Currently if the autofs kernel module gets an error when writing to the
pipe which links to the daemon, then it marks the whole moutpoint as
catatonic, and it will stop working.
It is possible that the error is transient. This can happen if the
daemon is slow and more than 16 requests queue up.
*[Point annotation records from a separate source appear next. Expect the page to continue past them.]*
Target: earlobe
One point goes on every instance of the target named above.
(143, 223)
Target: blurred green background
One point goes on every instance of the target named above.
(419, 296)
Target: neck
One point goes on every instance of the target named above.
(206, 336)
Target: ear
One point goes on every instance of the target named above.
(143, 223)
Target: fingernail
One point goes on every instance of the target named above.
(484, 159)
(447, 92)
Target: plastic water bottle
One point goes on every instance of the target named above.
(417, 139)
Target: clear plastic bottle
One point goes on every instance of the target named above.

If a subsequent
process tries to queue a request, and is then signalled, the write to
the pipe will return -ERESTARTSYS and autofs will take that as total
failure.
So change the code to assess -ERESTARTSYS and -ENOMEM as transient
failures which only abort the current request, not the whole mountpoint.
It isn't a crash or a data corruption, but having autofs mountpoints
suddenly stop working is rather inconvenient.
Ian said:
: And given the problems with a half dozen (or so) user space applications
: consuming large amounts of CPU under heavy mount and umount activity this
: could happen more easily than we expect.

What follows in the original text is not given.